Chinese media outlets have warned that Donald Trump is threatening healthy U.S.-China relations, on which “world peace and prosperity” depend, by behaving like a “diplomatic rookie” on issues like Taiwan, trade and the South China Sea.

Comment pieces published on China’s state media channels and newspapers with ties to Beijing criticized the President-elect in response to a series of tweets he issued on Sunday, chiding China for taxing U.S. imports, devaluing its currency, and building military installations in the South China Sea. This comes after he broke with decades of diplomatic niceties on Dec. 3 and took a phone-call with Taiwan’s President Tsai Ing-wen.

“Trump may dislike, distrust the diplomatic establishment in Washington D.C., and aspire to rework U.S. foreign policies” China Daily wrote in a Dec. 6 editorial. “But he should first come to terms with the real, not imagined, reality of international relations before wielding the scalpel, because a misstep as president will be far more damaging than one as president-elect.”

“To stop acting like the diplomatic rookie he is, the next U.S. president needs help in adapting to his forthcoming role change. Otherwise, he will make costly troubles for his country, and find himself trying to bluster his way through constant diplomatic conflagrations” China Daily wrote.

Even though there has been little official reaction to Trump’s tweets and talk with Tsai, China uses state media to let its policy positions be known. “The U.S. cannot (and should not) try to dictate the policy of another sovereign state,” Peoples Daily warned. “Sovereignty means that China, for example, is not always going to do what the U.S. wants.”

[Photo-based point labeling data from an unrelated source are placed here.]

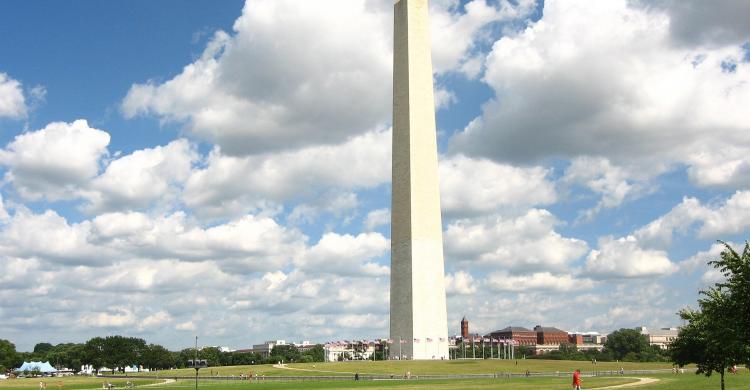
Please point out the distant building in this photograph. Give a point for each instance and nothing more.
(549, 339)
(265, 349)
(586, 341)
(519, 334)
(662, 338)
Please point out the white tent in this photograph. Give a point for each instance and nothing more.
(44, 367)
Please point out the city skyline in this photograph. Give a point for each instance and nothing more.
(223, 169)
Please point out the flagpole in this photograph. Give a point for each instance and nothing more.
(399, 348)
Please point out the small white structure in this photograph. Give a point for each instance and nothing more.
(662, 337)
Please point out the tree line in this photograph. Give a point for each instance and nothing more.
(717, 335)
(119, 352)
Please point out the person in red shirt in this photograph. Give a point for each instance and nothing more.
(577, 380)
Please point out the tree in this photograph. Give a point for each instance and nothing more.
(41, 349)
(715, 337)
(736, 269)
(622, 342)
(93, 353)
(8, 355)
(157, 357)
(286, 353)
(317, 353)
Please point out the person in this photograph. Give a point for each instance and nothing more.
(577, 380)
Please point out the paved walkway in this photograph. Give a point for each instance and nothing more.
(641, 382)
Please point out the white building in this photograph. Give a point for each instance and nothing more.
(264, 350)
(662, 337)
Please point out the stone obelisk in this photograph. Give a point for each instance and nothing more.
(419, 327)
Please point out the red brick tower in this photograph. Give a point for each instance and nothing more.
(464, 328)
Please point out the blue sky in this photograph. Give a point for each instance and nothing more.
(591, 156)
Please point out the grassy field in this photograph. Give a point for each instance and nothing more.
(669, 381)
(416, 368)
(68, 383)
(503, 384)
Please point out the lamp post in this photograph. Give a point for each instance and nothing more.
(197, 364)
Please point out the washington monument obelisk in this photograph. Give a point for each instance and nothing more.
(419, 327)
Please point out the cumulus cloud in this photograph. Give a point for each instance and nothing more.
(377, 218)
(136, 180)
(12, 101)
(606, 80)
(231, 185)
(319, 72)
(712, 220)
(479, 186)
(346, 255)
(546, 281)
(460, 283)
(613, 184)
(696, 22)
(624, 258)
(455, 34)
(245, 244)
(56, 161)
(516, 244)
(316, 76)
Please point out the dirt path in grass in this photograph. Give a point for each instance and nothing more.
(641, 382)
(284, 367)
(166, 382)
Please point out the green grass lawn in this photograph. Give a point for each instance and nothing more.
(505, 384)
(666, 382)
(68, 383)
(416, 368)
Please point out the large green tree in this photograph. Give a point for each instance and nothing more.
(716, 336)
(735, 268)
(626, 342)
(157, 357)
(8, 356)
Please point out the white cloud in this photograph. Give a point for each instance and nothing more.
(605, 79)
(519, 244)
(157, 319)
(624, 258)
(315, 75)
(479, 186)
(460, 283)
(12, 101)
(346, 255)
(3, 212)
(232, 185)
(614, 184)
(56, 161)
(454, 34)
(705, 23)
(376, 218)
(138, 179)
(49, 236)
(714, 220)
(296, 73)
(114, 318)
(546, 281)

“An irrational and hasty “get tough with China” policy would be detrimental to U.S. long-term interests… Not only is the U.S. more dependent on China than Trump seems to realize, but world peace and prosperity depend on the healthy develop of China-U.S. relations” Peoples Daily wrote. “Trump needs to get the China-U.S. relationship right.”

The Global Times says China should “brace itself” for fluctuations in relations with China and U.S., warning that Trump is treating China as a lamb for the slaughter: “Trump’s China-bashing tweet is just a cover for his real intent, which is to treat China as a fat lamb and cut a piece of meat off it. Trump wants to revive US economy, but he knows that his country is not as competitive as it used to be. He is trying to pillage other countries for the prosperity of the US. Trump [seems] to be wanting to make the US a new economic empire in the 21st century under his leadership, which is about to smash current world economic order. However, he doesn’t know that the US is the biggest beneficiary from the current world order, and he wants to reshape the world order into a winner-takes-all one.”